2) The exclusion list as above can be filled using an Admin-side page so you can have control over it.
3) In the transliteration script after you receive the complete page (and before carrying out transliteration task and modifying urls) you can carry a check using Regular Expressions to find if one or more characters from Indian languages exist on the page or not. If yes you can go ahead with transliteration task otherwise insert the url in exclusion list and simply redirect to the original url. Next time the same page is requested it will be excluded anyways by point 1 above.
The suggestions above may take time to be executed, but at least they should be there in the modification plans. This will also reduce the bandwidth consumption.
September 24th, 2007 - 03:11
Recently I did two things that may help reduce the problem.
1) When a site is accessed via bhomiyo proxy – it will not reproduce external links with bhomiyo xliteration. So that if someone is accessing bhomiyo.com/uxh.xliterate/bbc.co.uk/urdu and that page has link to google.com – the link will remain intact.

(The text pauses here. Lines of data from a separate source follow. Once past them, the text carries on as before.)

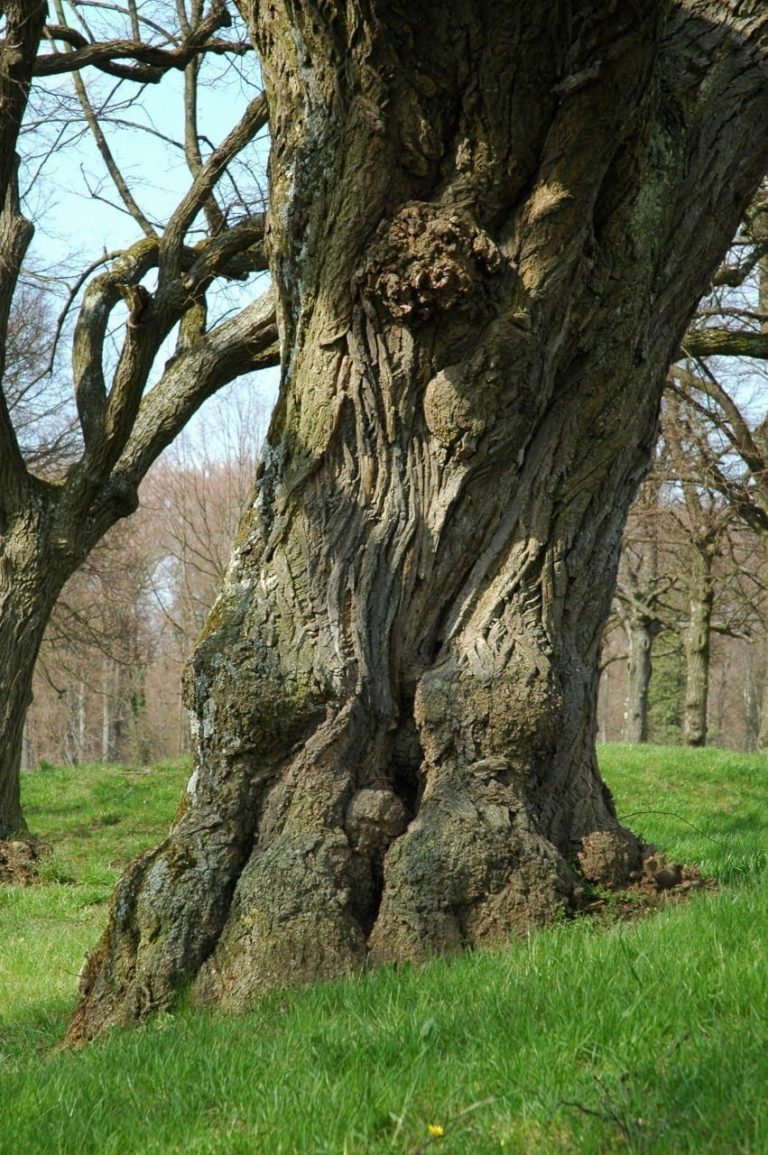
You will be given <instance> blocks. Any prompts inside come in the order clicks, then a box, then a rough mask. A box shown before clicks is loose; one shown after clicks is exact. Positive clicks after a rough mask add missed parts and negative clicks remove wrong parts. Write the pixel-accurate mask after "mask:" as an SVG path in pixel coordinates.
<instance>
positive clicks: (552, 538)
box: [72, 0, 768, 1038]
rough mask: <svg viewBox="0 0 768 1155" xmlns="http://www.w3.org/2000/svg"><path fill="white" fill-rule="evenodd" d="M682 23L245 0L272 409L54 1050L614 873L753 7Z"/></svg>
mask: <svg viewBox="0 0 768 1155" xmlns="http://www.w3.org/2000/svg"><path fill="white" fill-rule="evenodd" d="M691 8H692V9H694V10H692V12H689V10H688V8H687V6H685V5H672V6H670V5H668V3H665V2H664V3H662V2H658V3H651V5H649V6H646V9H644V15H643V16H642V18H641V17H640V16H637V15H636V14H635V13H634V9H633V8H632V6H626V5H605V3H604V2H603V0H601V2H599V3H597V2H595V3H580V5H577V6H576V5H574V6H572V5H569V3H558V5H556V6H554V8H553V6H552V5H551V3H550V2H546V3H545V2H543V0H542V2H534V3H530V5H525V6H521V5H501V3H491V2H487V3H486V2H480V3H477V2H472V3H469V2H467V0H440V2H439V3H438V2H426V3H423V5H418V6H417V5H412V6H402V7H401V6H393V5H388V3H383V2H378V0H372V2H370V3H365V5H361V3H357V2H350V3H348V5H345V6H343V7H342V6H335V5H327V3H325V2H311V3H303V5H300V6H298V5H293V3H291V2H289V0H273V2H270V3H269V5H267V3H263V5H261V3H260V5H254V6H253V9H252V12H251V16H252V23H253V28H254V32H255V36H256V40H258V44H259V47H260V51H261V54H262V60H263V67H264V75H266V80H267V84H268V92H269V100H270V120H271V131H273V142H274V143H273V157H271V198H273V199H271V209H270V214H271V217H270V221H271V224H270V246H271V264H273V271H274V275H275V278H276V282H277V285H278V292H279V300H281V325H282V340H283V357H284V371H283V383H282V392H281V397H279V401H278V408H277V412H276V416H275V418H274V422H273V426H271V431H270V434H269V452H268V453H267V456H266V459H264V461H263V464H262V468H261V474H260V477H259V484H258V492H256V499H255V501H254V505H253V507H252V509H251V511H249V512H248V514H247V515H246V517H245V520H244V522H243V524H241V528H240V531H239V536H238V539H237V543H236V549H234V554H233V559H232V564H231V567H230V571H229V574H228V578H226V580H225V583H224V589H223V591H222V594H221V597H219V599H218V602H217V604H216V606H215V609H214V611H212V613H211V617H210V619H209V623H208V626H207V631H206V633H204V635H203V638H202V640H201V641H200V643H199V647H197V650H196V655H195V658H194V662H193V664H192V668H191V670H189V673H188V700H189V703H191V706H192V707H193V709H194V715H195V718H196V726H197V737H196V768H195V772H194V774H193V777H192V780H191V782H189V787H188V790H187V793H186V796H185V799H184V803H182V806H181V808H180V812H179V814H178V817H177V820H176V822H174V826H173V828H172V830H171V834H170V836H169V839H167V840H166V842H164V843H163V844H162V845H161V847H158V848H157V849H156V850H154V851H151V852H149V854H147V855H146V856H143V857H142V858H140V859H137V860H136V862H135V863H134V864H133V866H132V867H131V869H129V870H128V872H127V873H126V875H125V877H124V879H122V881H121V882H120V884H119V886H118V889H117V892H115V897H114V902H113V907H112V911H111V916H110V925H109V927H107V931H106V933H105V936H104V938H103V940H102V942H100V945H99V946H98V947H97V949H96V951H95V952H94V953H92V954H91V956H90V959H89V962H88V966H87V968H85V971H84V976H83V988H82V991H83V997H82V1001H81V1005H80V1008H79V1011H77V1014H76V1016H75V1021H74V1022H73V1027H72V1037H73V1038H80V1037H83V1036H89V1035H92V1034H94V1033H96V1031H97V1030H99V1029H100V1028H103V1027H104V1026H106V1024H109V1023H113V1022H121V1021H133V1020H136V1019H141V1018H143V1016H144V1015H146V1014H148V1013H150V1012H151V1011H152V1009H154V1008H156V1007H158V1006H167V1005H169V1004H170V1001H171V1000H172V999H173V997H174V992H176V991H177V990H179V988H180V986H182V985H184V986H189V985H192V992H193V996H194V997H196V998H199V999H203V1000H211V1001H221V1003H223V1004H225V1005H229V1006H232V1007H241V1006H245V1005H247V1003H248V1001H249V1000H251V999H252V998H253V997H254V996H256V994H258V993H259V992H260V991H262V990H264V989H266V988H268V986H270V985H275V984H285V983H293V982H301V981H307V979H312V978H315V977H318V976H328V975H334V974H337V973H341V971H345V970H350V969H355V968H359V967H361V966H363V964H364V963H365V962H366V960H367V959H370V957H373V959H374V960H402V959H423V957H425V956H426V955H428V954H430V953H431V952H434V951H443V949H457V948H460V947H462V946H464V945H467V944H484V942H491V941H495V940H499V939H504V938H505V937H506V936H508V934H509V933H510V932H514V931H515V930H516V929H519V927H523V926H529V925H530V924H531V923H534V924H536V923H542V922H544V921H546V919H549V918H551V917H552V916H554V915H556V914H558V912H561V911H564V910H568V909H569V908H571V907H572V906H573V903H574V879H573V875H572V872H571V870H569V869H568V866H567V864H566V860H567V859H568V858H572V857H575V856H577V855H580V854H581V856H582V857H581V863H582V867H583V870H584V872H586V873H588V874H590V875H591V877H595V878H601V879H602V880H604V881H620V880H621V879H622V878H626V875H627V873H628V871H629V870H631V869H632V867H633V866H634V865H635V864H636V860H637V847H636V842H635V840H634V839H633V836H632V835H631V834H629V833H628V832H626V830H624V829H622V828H621V827H620V825H619V822H618V820H617V817H616V812H614V807H613V804H612V800H611V796H610V792H609V791H607V789H606V788H605V787H604V784H603V782H602V780H601V777H599V774H598V770H597V766H596V760H595V751H594V737H595V706H596V685H597V653H598V647H599V642H601V636H602V631H603V625H604V621H605V618H606V614H607V610H609V603H610V598H611V593H612V587H613V580H614V574H616V566H617V559H618V550H619V541H620V531H621V527H622V522H624V519H625V515H626V511H627V507H628V504H629V501H631V500H632V497H633V494H634V492H635V489H636V486H637V483H639V480H640V478H641V477H642V474H643V471H644V469H646V468H647V463H648V459H649V454H650V447H651V444H653V439H654V433H655V427H656V417H657V408H658V401H659V394H661V388H662V383H663V379H664V371H665V367H666V365H668V363H669V360H670V358H671V356H672V355H673V352H674V349H676V344H677V342H678V340H679V337H680V334H681V331H683V329H684V326H685V323H686V321H687V319H688V315H689V313H691V311H692V308H693V306H694V304H695V300H696V298H698V297H699V296H700V293H701V292H702V291H703V289H704V288H706V284H707V280H708V276H709V275H710V273H711V269H713V268H714V266H715V263H716V262H717V260H718V259H719V258H721V256H722V254H723V252H724V249H725V247H726V245H728V241H729V239H730V237H731V236H732V232H733V230H735V228H736V224H737V223H738V216H739V213H740V210H741V208H743V206H744V204H745V203H746V201H747V199H748V196H750V194H751V192H752V191H753V188H754V186H755V184H756V181H758V178H759V177H760V174H761V172H762V169H763V165H765V162H766V159H768V156H767V154H768V147H767V146H766V141H765V133H762V132H759V131H758V128H759V126H761V125H762V118H763V117H765V114H766V112H768V92H767V91H766V87H765V82H763V80H762V76H761V70H760V69H761V67H762V61H763V49H765V44H763V43H762V42H761V40H759V37H760V36H763V39H765V33H763V25H765V24H766V18H765V17H758V16H755V17H754V18H753V22H752V24H750V23H748V21H747V20H746V17H739V20H740V21H741V23H739V22H738V21H737V17H736V16H733V14H732V13H731V12H730V7H729V6H726V5H725V3H710V5H706V3H704V5H702V3H699V5H696V6H693V5H692V6H691ZM694 12H695V14H694ZM708 13H709V14H710V16H709V18H708ZM758 149H760V150H761V152H760V155H758V151H756V150H758Z"/></svg>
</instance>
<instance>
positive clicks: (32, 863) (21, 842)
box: [0, 839, 46, 886]
mask: <svg viewBox="0 0 768 1155" xmlns="http://www.w3.org/2000/svg"><path fill="white" fill-rule="evenodd" d="M45 849H46V848H45V847H44V845H43V844H42V843H37V842H27V841H24V840H22V839H13V840H10V841H7V842H3V841H0V886H30V885H31V884H32V882H33V881H35V879H36V877H37V865H38V863H39V860H40V858H43V856H44V854H45Z"/></svg>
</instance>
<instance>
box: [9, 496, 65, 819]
mask: <svg viewBox="0 0 768 1155" xmlns="http://www.w3.org/2000/svg"><path fill="white" fill-rule="evenodd" d="M36 505H37V504H36V502H33V501H32V502H30V506H31V509H30V512H28V513H27V514H24V515H22V516H20V517H17V519H16V520H15V521H14V523H13V524H12V526H9V527H8V528H7V530H6V532H5V534H2V535H0V735H2V743H0V839H8V837H10V836H12V835H14V834H18V833H21V832H24V830H27V822H25V821H24V817H23V814H22V808H21V798H20V776H18V775H20V767H21V758H22V744H23V735H24V720H25V717H27V709H28V706H29V703H30V701H31V696H32V675H33V671H35V660H36V657H37V653H38V650H39V647H40V642H42V640H43V634H44V633H45V627H46V625H47V621H49V618H50V616H51V612H52V610H53V605H54V604H55V599H57V597H58V595H59V593H60V591H61V588H62V587H64V583H65V581H66V580H67V578H68V576H69V573H70V572H72V571H70V569H68V568H66V564H65V561H64V560H62V559H61V558H60V557H59V556H58V554H57V551H55V550H54V549H53V547H52V546H51V541H50V538H51V526H50V524H47V522H46V519H45V517H44V516H40V514H39V506H38V511H37V513H36V512H35V506H36Z"/></svg>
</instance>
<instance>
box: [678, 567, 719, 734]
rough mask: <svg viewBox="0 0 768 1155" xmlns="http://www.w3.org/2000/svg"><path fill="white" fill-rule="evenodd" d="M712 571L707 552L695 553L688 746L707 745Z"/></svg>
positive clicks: (688, 616) (689, 628) (686, 732)
mask: <svg viewBox="0 0 768 1155" xmlns="http://www.w3.org/2000/svg"><path fill="white" fill-rule="evenodd" d="M711 567H713V559H711V556H710V554H709V553H708V552H707V551H706V550H694V551H693V574H692V576H691V579H689V581H691V586H689V597H688V626H687V629H686V633H685V666H686V680H685V710H684V716H683V740H684V743H685V745H686V746H704V745H706V744H707V705H708V700H709V639H710V632H711V617H713V606H714V602H715V587H714V582H713V572H711Z"/></svg>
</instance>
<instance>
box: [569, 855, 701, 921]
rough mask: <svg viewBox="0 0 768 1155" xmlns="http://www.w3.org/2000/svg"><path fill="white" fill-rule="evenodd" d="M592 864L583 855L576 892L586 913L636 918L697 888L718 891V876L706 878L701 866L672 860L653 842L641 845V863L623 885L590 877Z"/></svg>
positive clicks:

2) Introduced a Forbidden sites table and I am manually entering site addresses in there that should not be accessed via the proxy. This way not allowing sites like ebay or paypal to be accessible through this proxy.
Just to keep you updated.
-Piyush
P.S. I would appreciate if you change your title of this post and call it something else rather than ‘virus’ – unless you really think so.
September 24th, 2007 - 08:38
Yes… Now with the changes you have made, the site no longer spreads itself but remains confined within the site you are originally visiting…
Your second change you made will be instrumental in removing all Banking & related Sites (which you can see has lead you to be marked under unexpected category by websense) from being accessed as proxy
You will see title changed soon.
December 26th, 2007 - 21:56
Hello Piyush
I’ve just come across bhomiyo.com, while doing a random search for my own blog, World Foodie Guide. I have done a bit of research about it, and commend bhomiyo.com’s volunteer efforts, enabling English text to be translated into various Indian languages. However, what I do not agree with is the fact that my entire blog is showing with links being redirected live to bhomiyo.com. I am happy to share my blog with anyone, but as it is, bhomiyo.com appears to be displaying my entire blog as if it is bhomiyo.com content. I don’t think the disclaimer above my blog makes it clear enough that this is MY blog. And could you explain how traffic is being directed to my blog, as I have not seen any referrer stats from bhomiyo.com?
http://www.bhomiyo.com/or.xliterate/worldfoodieguide.wordpress.com
Helen Yuet Ling Pang
December 27th, 2007 - 04:56
@foodieguide
A correction – bhomiyo.com doesnot translate from English to other languages but “Transliterate”(language does not change but only the script page is written in) between indian scripts.
bhomiyo.com earlier showed entire web as its content but have corrected (after this blog post, which originally titled ‘a virus on loose) a bit and leaves links from other domains as it is.
Since your blog content is entirely in English it will display as it is in transliteration to any language. You can write to bhomiyo.com to exclude your blog from being accessed from the site.
November 16th, 2008 - 07:58
Why you have stopped Bhomiyo in Gujarati and Hindi?
It is so much useful to Gujarati people.Please try to
reopen for us……
October 14th, 2009 - 03:39
any plugin for enabling google indic transliteration in live writer?